Even before Alistair Darling took the weight off his feet last Wednesday afternoon, a host of lobby groups, advisers and professionals were firing off thoughts on how the Finance Bill would affect them. As in any Budget, there were winners and losers; and those with interests and companies listed on the Alternative Investment Market (Aim) were no different.
The BioIndustry Association (BIA), which represents biotech companies, gave a cautious welcome to Mr Darling's launch of of a £750m Strategic Investment Fund. The fund, the chancellor says, is intended to, "promote research and development and harness commercially our world-class science base".
The BIA hopes the money will go some way to plugging the increasingly drastic shortfall in biotech funding that has been caused by a lack of appetite among traditional investors, who have largely abandoned the industry in the search of less risky companies.
In these "challenging times" it was encouraging to see such signs of the Government's long-proclaimed support for bioscience companies, said the BIA's chairman, Clive Dix.
"We have highlighted the need for a high-tech investment fund. The BIA will be reviewing the fund detail, including the mechanism and the amount accessible to bioscience, to ensure that companies in our sector are swiftly able to benefit. It is essential that the fund is now implemented rapidly," he said.
However, it was certainly not all cheer for Aim. Almost as quickly as the BIA welcomed Mr Darling's speech, others were accusing the government of missing a trick: "The chancellor has ... missed this golden opportunity to reinvigorate trading and increase liquidity on Aim," said Tim Stocks, who heads the financial institutions and markets group at law firm Taylor Wessing. Mr Stocks' beef is that is that the Budget has ignored lobbying from the "the investment community" to allow venture capital trusts (VCTs) to trade in Aim shares.

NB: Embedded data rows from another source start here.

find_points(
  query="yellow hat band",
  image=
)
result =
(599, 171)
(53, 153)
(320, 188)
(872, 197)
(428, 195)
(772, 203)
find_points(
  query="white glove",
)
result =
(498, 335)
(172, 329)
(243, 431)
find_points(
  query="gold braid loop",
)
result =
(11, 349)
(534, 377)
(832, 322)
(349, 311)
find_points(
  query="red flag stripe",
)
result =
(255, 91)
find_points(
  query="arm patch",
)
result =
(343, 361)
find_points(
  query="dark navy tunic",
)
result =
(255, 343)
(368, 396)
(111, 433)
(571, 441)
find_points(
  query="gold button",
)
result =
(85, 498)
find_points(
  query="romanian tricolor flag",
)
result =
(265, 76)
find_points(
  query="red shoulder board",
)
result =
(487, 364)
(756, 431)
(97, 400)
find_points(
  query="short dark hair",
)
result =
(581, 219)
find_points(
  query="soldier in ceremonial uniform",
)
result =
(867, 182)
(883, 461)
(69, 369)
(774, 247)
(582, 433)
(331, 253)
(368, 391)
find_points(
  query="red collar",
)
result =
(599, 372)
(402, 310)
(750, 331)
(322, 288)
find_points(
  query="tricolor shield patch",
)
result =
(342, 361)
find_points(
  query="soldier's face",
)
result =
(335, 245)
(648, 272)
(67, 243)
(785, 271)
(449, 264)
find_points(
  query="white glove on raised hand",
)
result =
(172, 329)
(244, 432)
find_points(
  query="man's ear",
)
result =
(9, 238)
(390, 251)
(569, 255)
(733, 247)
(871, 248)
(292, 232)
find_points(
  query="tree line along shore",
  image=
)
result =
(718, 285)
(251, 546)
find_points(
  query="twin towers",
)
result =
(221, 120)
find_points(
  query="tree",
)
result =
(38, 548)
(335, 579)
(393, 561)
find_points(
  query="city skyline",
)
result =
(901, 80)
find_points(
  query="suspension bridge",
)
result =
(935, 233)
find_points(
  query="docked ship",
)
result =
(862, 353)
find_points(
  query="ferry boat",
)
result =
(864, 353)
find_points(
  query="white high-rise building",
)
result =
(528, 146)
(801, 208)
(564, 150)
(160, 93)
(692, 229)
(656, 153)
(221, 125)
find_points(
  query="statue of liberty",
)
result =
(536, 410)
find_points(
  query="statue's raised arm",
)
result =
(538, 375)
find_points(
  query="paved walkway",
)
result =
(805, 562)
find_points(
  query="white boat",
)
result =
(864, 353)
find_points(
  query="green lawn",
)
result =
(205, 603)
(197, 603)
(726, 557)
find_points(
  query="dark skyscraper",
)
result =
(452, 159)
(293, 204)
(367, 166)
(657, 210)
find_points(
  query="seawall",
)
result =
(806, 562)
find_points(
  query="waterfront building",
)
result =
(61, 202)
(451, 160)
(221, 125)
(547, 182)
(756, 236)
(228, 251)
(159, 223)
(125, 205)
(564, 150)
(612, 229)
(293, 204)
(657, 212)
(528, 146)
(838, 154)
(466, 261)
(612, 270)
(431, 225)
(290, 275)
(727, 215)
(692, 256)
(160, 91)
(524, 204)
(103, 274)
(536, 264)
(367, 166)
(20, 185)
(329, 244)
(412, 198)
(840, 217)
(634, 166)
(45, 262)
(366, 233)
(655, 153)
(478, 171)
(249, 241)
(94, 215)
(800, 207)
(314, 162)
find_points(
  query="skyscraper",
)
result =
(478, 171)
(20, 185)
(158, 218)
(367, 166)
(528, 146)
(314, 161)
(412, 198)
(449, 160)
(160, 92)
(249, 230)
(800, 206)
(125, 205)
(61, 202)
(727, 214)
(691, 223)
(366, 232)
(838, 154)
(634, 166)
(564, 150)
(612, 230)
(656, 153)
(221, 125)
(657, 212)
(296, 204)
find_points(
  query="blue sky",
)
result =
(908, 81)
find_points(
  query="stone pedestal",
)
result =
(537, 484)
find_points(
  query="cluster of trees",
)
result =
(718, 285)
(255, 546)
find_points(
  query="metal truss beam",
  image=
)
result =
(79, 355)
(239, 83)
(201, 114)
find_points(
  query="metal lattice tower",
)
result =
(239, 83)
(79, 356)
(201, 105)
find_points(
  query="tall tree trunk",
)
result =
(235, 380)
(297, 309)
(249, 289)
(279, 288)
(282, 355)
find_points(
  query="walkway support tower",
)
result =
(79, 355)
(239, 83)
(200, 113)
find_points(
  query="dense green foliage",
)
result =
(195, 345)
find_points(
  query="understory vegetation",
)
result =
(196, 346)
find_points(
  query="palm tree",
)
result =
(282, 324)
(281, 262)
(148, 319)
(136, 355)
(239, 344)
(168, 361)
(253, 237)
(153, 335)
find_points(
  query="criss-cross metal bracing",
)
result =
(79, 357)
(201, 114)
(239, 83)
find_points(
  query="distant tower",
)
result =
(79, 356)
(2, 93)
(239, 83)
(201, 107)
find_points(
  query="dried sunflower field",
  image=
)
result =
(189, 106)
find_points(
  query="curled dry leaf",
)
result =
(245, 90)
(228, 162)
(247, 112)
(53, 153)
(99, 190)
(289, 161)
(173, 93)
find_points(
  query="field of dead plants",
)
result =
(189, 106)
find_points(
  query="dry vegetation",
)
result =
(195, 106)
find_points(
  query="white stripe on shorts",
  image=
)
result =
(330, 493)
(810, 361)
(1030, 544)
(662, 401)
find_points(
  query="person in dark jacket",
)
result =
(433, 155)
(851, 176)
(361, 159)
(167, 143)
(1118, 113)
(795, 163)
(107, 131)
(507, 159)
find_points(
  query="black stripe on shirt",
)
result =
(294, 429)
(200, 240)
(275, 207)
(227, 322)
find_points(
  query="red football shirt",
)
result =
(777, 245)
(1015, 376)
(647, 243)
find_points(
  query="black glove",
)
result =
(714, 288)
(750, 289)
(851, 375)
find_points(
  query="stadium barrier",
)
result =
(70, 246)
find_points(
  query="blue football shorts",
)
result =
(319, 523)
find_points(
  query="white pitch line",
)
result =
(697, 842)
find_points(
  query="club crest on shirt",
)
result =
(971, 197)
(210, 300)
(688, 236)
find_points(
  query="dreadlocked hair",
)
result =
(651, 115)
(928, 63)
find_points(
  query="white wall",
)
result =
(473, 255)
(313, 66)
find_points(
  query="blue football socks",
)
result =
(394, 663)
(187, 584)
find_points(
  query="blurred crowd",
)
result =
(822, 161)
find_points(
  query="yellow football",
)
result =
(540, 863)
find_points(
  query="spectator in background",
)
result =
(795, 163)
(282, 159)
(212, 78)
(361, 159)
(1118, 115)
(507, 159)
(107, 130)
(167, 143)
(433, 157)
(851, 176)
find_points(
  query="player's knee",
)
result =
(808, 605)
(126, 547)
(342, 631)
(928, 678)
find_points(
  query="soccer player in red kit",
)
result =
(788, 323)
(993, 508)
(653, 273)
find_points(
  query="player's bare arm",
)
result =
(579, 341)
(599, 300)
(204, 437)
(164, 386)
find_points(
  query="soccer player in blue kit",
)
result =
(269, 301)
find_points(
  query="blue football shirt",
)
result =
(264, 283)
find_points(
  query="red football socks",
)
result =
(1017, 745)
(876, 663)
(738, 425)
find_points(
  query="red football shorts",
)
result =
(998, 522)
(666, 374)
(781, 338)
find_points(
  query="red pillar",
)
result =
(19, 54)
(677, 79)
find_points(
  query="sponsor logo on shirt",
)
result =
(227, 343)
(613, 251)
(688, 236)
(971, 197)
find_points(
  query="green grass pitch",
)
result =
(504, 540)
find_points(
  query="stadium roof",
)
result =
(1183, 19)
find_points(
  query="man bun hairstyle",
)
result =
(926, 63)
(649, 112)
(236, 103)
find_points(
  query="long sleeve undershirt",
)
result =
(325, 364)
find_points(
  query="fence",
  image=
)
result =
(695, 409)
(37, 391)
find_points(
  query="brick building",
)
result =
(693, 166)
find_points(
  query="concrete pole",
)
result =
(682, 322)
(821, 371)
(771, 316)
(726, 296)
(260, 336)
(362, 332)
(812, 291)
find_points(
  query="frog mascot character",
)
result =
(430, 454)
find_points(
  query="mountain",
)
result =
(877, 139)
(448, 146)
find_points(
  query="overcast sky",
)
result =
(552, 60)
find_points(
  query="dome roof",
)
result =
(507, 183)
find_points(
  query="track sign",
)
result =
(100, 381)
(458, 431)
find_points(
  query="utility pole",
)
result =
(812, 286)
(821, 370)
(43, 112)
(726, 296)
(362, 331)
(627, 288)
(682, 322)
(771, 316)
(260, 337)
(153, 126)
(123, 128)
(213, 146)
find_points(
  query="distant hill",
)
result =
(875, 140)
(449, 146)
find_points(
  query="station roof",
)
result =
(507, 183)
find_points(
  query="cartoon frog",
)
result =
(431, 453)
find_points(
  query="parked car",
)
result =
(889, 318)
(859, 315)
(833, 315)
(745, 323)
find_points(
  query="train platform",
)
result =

The rationale for VCTs, which are allowed to participate in IPOs, is to encourage high net worth people, through tax breaks, to invest in growth companies. Since the number of IPOs has dried up, VCTs are sitting on cash, says Mr Stocks, and despite several meetings with ministers, the government is yet to be moved.
Aim is certainly in need of some help: the accountancy firm Deloitte last week warned that just £3m was raised in new listings in the first quarter of the year and declared the junior market dead.
However, Jerry Keen, of broker Blue Oar Securities, says the right deals can still get done. Mr Keen helped raise £1.2m through a placing for Tower Resources, an oil and gas exploration company, last week, and adds that this is the sixth deal he has done this year.
Brighter smiles all round at Imperial
The champagne corks will be popping at London University's Imperial College this morning when Aim-listed Imperial Innovations reveals it has turned an interim profit of £1.3m.
The group was spun out of the university, which still owns a 52 per cent stake, several years ago to invest in early-stage science and technology companies, including, for example, OSspray, a group that has a product for polishing teeth using bio-active glass; a good thing for people with sensitive teeth. Imperial Innovations owns 22 per cent of OSspray.
The company takes big stakes in start-ups, mostly from the university itself, which it then hopes to sell on to bigger groups at a later stage, for a sizeable profit.